Hyperuricemia; resveratrol; kidney diseases; inflammation; anti-oxidative effect

Figure

  • Fig. 1 The serum uric acid level in the hyperuricemia group after treatment with different dosages of resveratrol. (A) Adenine (100 mg/kg/day) and potassium oxinate (1,000 mg/kg/day) or vehicle were orally administered every morning.
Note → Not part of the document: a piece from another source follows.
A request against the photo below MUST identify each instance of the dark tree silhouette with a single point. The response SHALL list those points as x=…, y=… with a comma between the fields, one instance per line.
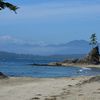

Low-dose (25 mg/kg/day), medium-dose (50 mg/kg/day), and high-dose (100 mg/kg/day) RES were administered every afternoon. (B) The serum levels of uric acid from the control or hyperuricemic rats treated without or with different concentrations of RES were measured. Samples were collected at 7, 14, and 21 days after treatment. Data are expressed as the mean ± SEM (n = 8).RES, resveratrol; SEM, standard error of the mean; BUN, blood urea nitrogen.*P < 0.05, **P < 0.01 compared with the hyperuricemia group.

  • Fig. 2 The body weight and kidney indices of the hyperuricemic rats were measured after treatment with resveratrol. (A) The body weight and (B) kidney indices of the control or hyperuricemic rats treated without or with different concentrations of RES were measured at 0, 7, 14, and 21 days after treatment. Data are presented as the mean ± SEM (n = 8).RES, resveratrol; SEM, standard error of the mean.**P < 0.01 compared with the hyperuricemia group.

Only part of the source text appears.